Thank you everyone for your input...it's so interesting to read the various opinions. You've made a de-giller outta me


----------



## Mad Cook

mollyanne said:


> I wanted to know how to marinate Portabella mushrooms and one recipe said we should take a spoon and scrape out the "gills" of the mushroom before marinating them. Why? Is it for health reasons? For appearance? For taste? I've been doing it ever since and I don't notice any difference in taste personally. Do you do it?


Perhaps the mushrooms were going to be stuffed and removing the gills makes more room? I've never come across this instruction.

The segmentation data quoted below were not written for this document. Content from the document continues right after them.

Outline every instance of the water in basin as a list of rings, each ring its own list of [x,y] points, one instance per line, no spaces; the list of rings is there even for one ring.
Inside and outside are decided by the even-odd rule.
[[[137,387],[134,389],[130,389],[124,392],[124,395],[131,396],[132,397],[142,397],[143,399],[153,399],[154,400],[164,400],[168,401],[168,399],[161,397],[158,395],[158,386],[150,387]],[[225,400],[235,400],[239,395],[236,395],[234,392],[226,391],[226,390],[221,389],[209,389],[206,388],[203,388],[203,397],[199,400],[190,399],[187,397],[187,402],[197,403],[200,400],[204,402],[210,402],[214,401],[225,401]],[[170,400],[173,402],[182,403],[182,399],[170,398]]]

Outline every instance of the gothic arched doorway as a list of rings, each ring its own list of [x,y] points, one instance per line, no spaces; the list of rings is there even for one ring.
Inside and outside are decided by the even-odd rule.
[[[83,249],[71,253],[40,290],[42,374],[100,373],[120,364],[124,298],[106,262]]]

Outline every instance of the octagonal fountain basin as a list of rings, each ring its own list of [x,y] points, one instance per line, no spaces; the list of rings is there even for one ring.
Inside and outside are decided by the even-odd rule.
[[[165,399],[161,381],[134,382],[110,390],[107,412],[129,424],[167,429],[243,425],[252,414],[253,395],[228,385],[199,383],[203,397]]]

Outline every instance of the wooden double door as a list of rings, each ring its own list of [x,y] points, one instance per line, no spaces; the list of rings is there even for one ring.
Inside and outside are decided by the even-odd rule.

It's funny, Portobello mushrooms are only grown-up buttons and it only takes a day or so longer to turn them into Portobellos yet they cost much more (where I live anyway). It's not so long ago the they were thought of as inferior and sold off cheap (and sometimes called "horse" mushrooms. Nothing to do with the animal, it's just an old word for 
b-i-g.) It's surprising what a few cookery programmes on television can do.


----------



## pacanis

CWS4322 said:


> I remove the gills so that I can stuff the caps or use them instead of buns when making burgers. I add the gills to the bag in the freezer for when I'm making stock. I've never noticed a muddy flavor...I'll have to pay more attention next time I make a stock where I've added the gills.


 
You use marinated Portobello's for this? 
It never occurred to me to marinate them before stuffing. I like the full flavor of the shroom to compliment the stuffing.

I gill 'em anytime I use them. The gills don't really add anything, so I scrape them out with a spoon.


----------